360° Followership is already happening, you’ll see it wherever there are high-performing teams.  We need to conceptualise it to facilitate increased propagation across the organisation.  We can either continue to cling to traditional ideas of followership or embrace a holistic, inclusive, modern, and progressive approach that gets the best out of every team and individual. The idea that followership is predominantly about looking up is stifling and anachronistic, we need to move on. 

Visionary thinking around the subject encompasses a broader range of 360° behaviours that contribute to organisational progression and success.  By unpacking a more comprehensive understanding of followership, while maintaining absolute clarity throughout, the British Army–indeed the whole of Defence–could unlock more potential while becoming a global leader in its doctrinal codification.  The problem is choice. 

 

Feature image by Cyrus Chong on Unsplash

Philip

Philip has an interest in the lived experience of service personnel, much of his focus is on ground level leadership, followership, retention, and personnel development.
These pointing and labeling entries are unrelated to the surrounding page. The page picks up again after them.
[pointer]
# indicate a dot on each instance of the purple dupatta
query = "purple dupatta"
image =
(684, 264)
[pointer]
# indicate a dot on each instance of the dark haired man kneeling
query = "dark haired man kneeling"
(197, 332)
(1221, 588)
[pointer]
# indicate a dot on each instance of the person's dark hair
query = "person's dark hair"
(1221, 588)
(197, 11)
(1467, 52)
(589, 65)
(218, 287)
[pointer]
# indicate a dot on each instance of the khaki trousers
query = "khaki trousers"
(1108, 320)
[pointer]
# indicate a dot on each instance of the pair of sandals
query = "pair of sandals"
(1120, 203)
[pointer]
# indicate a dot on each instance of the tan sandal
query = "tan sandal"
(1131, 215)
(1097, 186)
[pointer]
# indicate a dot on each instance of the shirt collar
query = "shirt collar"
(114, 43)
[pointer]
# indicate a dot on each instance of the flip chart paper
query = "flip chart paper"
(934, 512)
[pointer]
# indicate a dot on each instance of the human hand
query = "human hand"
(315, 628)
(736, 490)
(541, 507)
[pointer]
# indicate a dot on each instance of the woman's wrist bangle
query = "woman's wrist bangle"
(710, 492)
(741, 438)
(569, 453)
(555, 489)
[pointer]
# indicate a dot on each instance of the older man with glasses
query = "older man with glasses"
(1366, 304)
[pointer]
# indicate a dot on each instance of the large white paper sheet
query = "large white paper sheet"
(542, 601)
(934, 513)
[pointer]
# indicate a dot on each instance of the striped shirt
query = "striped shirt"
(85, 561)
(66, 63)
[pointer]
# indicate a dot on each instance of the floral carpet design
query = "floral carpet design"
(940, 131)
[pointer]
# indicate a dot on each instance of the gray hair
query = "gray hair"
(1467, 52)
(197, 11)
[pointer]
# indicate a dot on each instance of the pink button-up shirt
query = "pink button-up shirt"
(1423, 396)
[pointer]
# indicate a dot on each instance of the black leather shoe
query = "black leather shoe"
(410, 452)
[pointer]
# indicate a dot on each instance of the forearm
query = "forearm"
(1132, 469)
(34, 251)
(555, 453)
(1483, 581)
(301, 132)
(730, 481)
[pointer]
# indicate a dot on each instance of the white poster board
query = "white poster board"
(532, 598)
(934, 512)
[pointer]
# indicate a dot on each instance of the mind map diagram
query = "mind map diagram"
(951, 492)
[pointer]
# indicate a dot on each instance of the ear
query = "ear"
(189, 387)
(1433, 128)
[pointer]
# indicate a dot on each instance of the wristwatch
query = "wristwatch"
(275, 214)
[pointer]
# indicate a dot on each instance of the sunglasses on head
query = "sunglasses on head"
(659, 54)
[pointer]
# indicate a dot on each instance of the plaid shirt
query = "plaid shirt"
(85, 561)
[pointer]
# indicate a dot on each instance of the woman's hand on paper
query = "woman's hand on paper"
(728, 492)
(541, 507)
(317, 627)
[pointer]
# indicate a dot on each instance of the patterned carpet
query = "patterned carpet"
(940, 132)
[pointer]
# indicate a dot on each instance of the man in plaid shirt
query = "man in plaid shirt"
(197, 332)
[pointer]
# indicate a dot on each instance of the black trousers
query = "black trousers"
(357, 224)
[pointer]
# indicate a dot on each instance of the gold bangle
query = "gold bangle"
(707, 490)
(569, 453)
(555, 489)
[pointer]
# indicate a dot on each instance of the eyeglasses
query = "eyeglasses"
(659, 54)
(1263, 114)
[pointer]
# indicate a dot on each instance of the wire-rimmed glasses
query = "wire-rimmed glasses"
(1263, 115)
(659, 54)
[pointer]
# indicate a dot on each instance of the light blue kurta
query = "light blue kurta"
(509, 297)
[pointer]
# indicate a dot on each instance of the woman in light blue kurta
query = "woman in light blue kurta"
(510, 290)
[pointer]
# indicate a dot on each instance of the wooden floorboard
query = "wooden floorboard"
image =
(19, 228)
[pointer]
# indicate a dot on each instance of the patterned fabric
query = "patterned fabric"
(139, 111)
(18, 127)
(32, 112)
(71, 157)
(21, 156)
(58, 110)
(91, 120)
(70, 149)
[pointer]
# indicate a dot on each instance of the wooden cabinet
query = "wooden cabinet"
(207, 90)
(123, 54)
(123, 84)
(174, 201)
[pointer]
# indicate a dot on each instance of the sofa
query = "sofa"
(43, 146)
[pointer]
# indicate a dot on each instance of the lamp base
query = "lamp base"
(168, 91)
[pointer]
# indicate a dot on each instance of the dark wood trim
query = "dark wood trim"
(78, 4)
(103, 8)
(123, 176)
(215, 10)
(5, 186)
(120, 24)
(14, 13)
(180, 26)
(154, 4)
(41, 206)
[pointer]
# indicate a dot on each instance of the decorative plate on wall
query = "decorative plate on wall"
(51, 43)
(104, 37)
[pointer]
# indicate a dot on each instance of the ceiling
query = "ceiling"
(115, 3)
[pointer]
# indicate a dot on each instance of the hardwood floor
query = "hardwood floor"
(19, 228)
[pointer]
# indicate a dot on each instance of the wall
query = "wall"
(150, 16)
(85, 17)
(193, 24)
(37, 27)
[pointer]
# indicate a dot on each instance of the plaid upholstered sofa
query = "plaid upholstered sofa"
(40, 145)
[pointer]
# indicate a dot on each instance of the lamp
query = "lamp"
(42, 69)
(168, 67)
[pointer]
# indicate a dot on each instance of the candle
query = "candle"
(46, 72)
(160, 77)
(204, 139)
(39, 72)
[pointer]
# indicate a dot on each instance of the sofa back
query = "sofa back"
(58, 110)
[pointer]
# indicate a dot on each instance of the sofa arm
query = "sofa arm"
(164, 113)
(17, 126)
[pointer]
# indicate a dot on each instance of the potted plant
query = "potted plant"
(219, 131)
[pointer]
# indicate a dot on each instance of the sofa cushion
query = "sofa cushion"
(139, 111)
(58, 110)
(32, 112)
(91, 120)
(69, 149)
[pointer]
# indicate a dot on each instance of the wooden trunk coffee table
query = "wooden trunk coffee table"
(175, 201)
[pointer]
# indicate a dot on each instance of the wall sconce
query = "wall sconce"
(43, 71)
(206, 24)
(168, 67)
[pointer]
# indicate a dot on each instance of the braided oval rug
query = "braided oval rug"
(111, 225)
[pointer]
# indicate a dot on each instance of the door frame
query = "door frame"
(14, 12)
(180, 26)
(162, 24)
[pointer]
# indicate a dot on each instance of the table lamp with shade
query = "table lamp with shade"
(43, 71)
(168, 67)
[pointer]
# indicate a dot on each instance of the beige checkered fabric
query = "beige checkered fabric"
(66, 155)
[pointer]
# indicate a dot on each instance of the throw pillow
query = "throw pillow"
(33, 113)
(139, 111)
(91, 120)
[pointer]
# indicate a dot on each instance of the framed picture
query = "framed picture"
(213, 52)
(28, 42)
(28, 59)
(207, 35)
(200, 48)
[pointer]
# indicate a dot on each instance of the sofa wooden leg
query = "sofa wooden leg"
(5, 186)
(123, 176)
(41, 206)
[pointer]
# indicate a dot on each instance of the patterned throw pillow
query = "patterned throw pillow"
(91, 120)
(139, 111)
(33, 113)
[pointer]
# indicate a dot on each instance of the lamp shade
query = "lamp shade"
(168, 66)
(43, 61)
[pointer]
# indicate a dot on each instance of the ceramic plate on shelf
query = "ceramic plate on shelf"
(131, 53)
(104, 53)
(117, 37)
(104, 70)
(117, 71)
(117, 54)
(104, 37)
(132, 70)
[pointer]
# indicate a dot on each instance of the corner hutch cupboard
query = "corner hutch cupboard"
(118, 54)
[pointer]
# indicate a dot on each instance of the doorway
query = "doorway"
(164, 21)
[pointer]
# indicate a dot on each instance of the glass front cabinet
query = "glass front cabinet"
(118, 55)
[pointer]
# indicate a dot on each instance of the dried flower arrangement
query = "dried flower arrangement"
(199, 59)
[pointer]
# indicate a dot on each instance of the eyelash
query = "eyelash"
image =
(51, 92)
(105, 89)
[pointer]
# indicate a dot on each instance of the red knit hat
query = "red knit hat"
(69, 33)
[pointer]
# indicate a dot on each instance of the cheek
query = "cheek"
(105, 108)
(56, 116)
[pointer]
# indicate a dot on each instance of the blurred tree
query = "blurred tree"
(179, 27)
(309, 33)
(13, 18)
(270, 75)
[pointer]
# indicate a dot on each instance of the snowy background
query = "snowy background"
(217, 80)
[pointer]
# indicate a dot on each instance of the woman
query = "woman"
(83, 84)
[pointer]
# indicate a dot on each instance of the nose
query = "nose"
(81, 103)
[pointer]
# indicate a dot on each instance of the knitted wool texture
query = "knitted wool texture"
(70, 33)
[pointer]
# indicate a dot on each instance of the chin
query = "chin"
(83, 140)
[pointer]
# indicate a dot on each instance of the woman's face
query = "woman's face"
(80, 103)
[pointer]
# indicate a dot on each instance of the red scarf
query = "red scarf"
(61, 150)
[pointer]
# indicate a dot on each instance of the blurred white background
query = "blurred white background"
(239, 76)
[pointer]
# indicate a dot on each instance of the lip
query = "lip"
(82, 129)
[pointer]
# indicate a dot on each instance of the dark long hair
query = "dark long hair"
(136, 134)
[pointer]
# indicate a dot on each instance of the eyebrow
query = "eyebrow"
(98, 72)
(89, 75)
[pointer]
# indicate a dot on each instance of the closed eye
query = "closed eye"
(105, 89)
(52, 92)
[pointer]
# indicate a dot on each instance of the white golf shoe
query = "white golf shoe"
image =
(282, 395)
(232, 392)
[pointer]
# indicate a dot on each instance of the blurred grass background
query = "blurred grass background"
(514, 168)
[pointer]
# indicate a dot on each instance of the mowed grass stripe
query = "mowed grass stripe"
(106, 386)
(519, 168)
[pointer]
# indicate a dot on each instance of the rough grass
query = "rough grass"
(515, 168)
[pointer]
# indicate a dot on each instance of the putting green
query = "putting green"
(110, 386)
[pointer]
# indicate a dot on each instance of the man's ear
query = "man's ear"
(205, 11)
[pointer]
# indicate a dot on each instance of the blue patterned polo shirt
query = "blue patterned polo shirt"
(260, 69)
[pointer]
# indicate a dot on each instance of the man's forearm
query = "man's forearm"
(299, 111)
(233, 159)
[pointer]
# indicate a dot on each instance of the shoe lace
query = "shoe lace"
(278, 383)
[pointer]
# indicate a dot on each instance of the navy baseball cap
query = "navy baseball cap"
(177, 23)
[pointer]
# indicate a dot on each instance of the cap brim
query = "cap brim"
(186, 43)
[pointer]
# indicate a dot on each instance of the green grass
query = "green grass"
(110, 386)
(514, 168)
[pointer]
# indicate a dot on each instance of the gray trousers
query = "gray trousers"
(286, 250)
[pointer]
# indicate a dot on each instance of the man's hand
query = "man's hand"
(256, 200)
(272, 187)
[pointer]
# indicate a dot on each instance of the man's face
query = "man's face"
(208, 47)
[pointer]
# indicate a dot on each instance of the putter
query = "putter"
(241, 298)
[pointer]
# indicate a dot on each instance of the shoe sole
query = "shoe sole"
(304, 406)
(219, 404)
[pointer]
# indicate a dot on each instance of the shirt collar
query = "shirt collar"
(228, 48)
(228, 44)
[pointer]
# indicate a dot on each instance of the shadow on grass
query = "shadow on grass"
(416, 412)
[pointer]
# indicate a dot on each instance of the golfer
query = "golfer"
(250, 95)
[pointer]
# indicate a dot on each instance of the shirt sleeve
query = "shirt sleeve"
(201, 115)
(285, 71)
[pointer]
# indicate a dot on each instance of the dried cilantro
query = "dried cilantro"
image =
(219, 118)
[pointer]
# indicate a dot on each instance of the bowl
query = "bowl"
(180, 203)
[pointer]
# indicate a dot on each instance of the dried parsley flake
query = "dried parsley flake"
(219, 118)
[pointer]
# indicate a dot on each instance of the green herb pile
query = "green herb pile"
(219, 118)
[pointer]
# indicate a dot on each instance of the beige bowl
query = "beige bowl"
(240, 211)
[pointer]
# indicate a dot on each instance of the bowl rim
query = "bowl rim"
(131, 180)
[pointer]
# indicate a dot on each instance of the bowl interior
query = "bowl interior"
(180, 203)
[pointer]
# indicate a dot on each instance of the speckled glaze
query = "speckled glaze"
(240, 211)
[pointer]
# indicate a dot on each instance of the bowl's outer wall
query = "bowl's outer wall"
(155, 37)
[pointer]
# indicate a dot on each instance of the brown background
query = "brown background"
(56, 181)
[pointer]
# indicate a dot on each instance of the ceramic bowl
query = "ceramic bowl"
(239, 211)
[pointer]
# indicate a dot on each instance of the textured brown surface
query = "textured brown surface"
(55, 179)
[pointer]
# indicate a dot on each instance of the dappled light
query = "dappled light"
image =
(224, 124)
He holds a Masters in Education with a leadership and management specialisation, and an Honours Degree in History.

Footnotes

  1. Adair, J. (2018). “…the capacity or willingness to follow a leader” P. 34. Lessons in Leadership: 12 Key Concepts. United Kingdom: Bloomsbury Publishing.
  2. Chaleff, I. (2009). “The bottom line of followership is that we are responsible for our decision to continue or not to continue following a leader.” P. 168. The Courageous Follower: Standing Up to & for Our Leaders. United States: Berrett-Koehler Publishers.
  3. Kellerman, B. (2008). “Followership implies a relationship (rank), between subordinates and superiors, and a response (behavior), of the former to the latter.” (sic). P. xx. Followership: How Followers Are Creating Change and Changing Leaders. Boston, MA: Harvard Business School.
  4. Zoogah, D. (2014). “effective followership involves careful consideration or contemplation of the relational dynamics involving a follower and a leader.” P. 07. Strategic Followership: How Followers Impact Organizational Effectiveness. Palgrave Macmillan.
  5. There are many such examples, a recommended read and highly worthy contender is Dempsey, M. (2020). No Time for Spectators: The Lessons That Mattered Most from West Point to the West Wing. United States: Missionday.